Project: Efficient agent training from Human Preferences and Justifications in safety-critical environments

Key information:

Student	Ilias Kazantzidis
Academic Supervisors	Tim Norman, Chris Freeman, Yali Du
Cohort	2
Pure Link	Active Project

Abstract:

Research on trying to build autonomous agents has risen rapidly over the last few years. We can think of agents as autonomous vehicles, robots, drones, recommender systems or any entity or program, where the aim is for them to learn to make good and safe decisions. Policies for making such decisions can be learnt successfully using the intelligent technique of Reinforcement Learning. Here, the agent gradually improves its policy by interacting with the environment (receiving positive rewards for good behaviour and negative for bad). In computer simulations we do not mind about initial bad behaviour, such as blundering of queens or robots destroying their arm during learning. However, in the real world we cannot easily fix a broken arm. Any damage, either of the agent or of the environment is prohibited. To that end, it has been observed that a human’s involvement during such training procedures has been decisive for both safety and performance. However, training does take a long time, such as hours or even days. Hence, we search for methods where a human efficiently gets involved during the real agent training.

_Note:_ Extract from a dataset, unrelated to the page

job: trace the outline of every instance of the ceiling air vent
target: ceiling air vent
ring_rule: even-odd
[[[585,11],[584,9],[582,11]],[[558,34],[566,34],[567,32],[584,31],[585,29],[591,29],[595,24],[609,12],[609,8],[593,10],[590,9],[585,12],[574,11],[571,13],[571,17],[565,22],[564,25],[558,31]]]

In this project we employ the human with the provably effective technique of asking ‘Human Preference’ queries. The agent makes preference queries to a human and uses them to learn a neural network model for the optimal policy. At the same time, it must gradually ‘grow’, i.e. start making decisions without consulting the human repeatedly, as the human cannot be alert forever. On such occasions, we must make sure the agent is not taking any dangerous action. The novel solution we propose for this is to augment the Preferences with Justifications, essentially a warning signal that informs the agent if a proposed action is unsafe. In that way the agent builds the optimal policy in an almost certainly safe way. Moreover, such learning is convenient for the human teacher who only needs to know which action between two is better and recognise if one of them is unsafe. The picture shows experiments from the MINDS CDT lab, where a ‘non-waterproof’ robot (agent) communicates with a human through the laptop (via keyboard or spoken English human input) and learns to follow the optimal path to the goal state (red cell) without ever ‘drowning’ in water (blue cells). Finally, our algorithm uses subtle ideas to minimise the number of queries to the human and thus completes training as fast as possible.